CLEANING and BATHING
Bathing should only be done when necessary. Each bath removes vital oils from their skin and may cause dry or flaky skin. When needed, get the water running at a lukewarm (never hot or cold) temperature before placing the hedgehog in the sink/tub. Once the water is at the right temperature, sit the hedgehog down and allow the water to rise slowly. Run just enough water to reach the hedgehog’s belly. Once he/she is used to the water, you can raise the water level, allowing them to swim. Since they're such small animals, they can be bathed in a sink or wash-pan ... or ... if you like you can use the tub or a kiddie pool to allow for more exercise. If taking a dip doesn’t clean all soiled areas, you can use a tooth brush to gently scrub him/her clean. They sometimes like to play in the water for a short while, but never leave him/her unattended as they could escape or possibly drown. Give your hedgehog plenty of towel time. He/She should be COMPLETELY DRY when placed back into their enclosure.
Cleaning your hedgehog’s enclosure is simple. Mix 1 part chlorine bleach to 20-40 parts water and use this to clean the enclosure, and all accessories such as the litter pan, wheel, hide, food bowl and water bottle. Make sure to rinse thoroughly and drip or towel dry. This should be done every 3-4 days or as often as needed if you have an unusually messy hedgie. This will keep down any bacteria growth and odor as well as keeping your hedgie happy and healthy. Cleaning doesn't have to be a thankless chore ... spend time with your hedgie while the supplies dry. By spending time with your hedgehog, then returning him/her to a clean environment, you may strengthen your bond.

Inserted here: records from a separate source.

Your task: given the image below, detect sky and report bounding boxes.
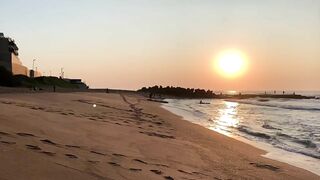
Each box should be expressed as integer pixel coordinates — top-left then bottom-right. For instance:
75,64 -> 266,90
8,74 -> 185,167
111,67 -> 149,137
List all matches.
0,0 -> 320,91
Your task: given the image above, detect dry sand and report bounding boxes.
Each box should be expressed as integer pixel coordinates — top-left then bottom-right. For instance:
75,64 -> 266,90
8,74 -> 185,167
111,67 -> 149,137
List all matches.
0,93 -> 319,180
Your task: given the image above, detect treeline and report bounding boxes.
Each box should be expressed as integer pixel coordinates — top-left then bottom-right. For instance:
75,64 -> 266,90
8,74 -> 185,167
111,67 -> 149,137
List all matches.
0,66 -> 77,88
138,86 -> 215,98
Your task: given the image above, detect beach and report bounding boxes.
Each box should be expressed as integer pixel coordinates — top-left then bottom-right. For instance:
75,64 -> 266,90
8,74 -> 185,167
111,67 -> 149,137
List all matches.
0,92 -> 319,180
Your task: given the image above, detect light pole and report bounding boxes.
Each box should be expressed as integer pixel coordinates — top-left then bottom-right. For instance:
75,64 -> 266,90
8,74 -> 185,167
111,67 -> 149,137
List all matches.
32,59 -> 36,71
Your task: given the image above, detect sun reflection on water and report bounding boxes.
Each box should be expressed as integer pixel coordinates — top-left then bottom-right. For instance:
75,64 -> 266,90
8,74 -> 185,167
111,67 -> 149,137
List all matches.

FIRST AND FOREMOST, if you suspect that your hedgehog is ill or injured, seek the medical attention of a licensed vet that is experienced with hedgehogs immediately. While we are knowledgeable about some hedgehog health issues, we are not medical professionals. All medical issues and injuries should be referred to your veterinarian. Several things can affect a hedgehog’s health. Hedgehogs can develop or suffer from obesity, skin conditions, respiratory infections, injuries, mites, fungal infections, congenital defects, neurological disorders, etc. Some of these issues can be researched on the internet and treated successfully at home; however we recommend that you at least consult with a licensed vet before beginning any treatment. We choose not to delve too deeply into these issues. We feel that they are best left to professionals. If you feel that there is a problem, PLEASE visit a licensed vet.
Parasites: It is possible that your hedgie could contract external parasites. Wood shavings can contain mites. If there are other animals in your home that travel outside, it is possible that they could bring in mites, fleas and ticks. Signs and symptoms of external parasites could be: Constant scratching (all animals scratch occasionally), dry and flaking skin, cracked skin, open sores, excessive quill loss resulting in bald spots, caked or crusty eyes, ears or muzzle. If you observe any of these symptoms, contact your vet. An infestation of parasites will result in health problems that could lead to death.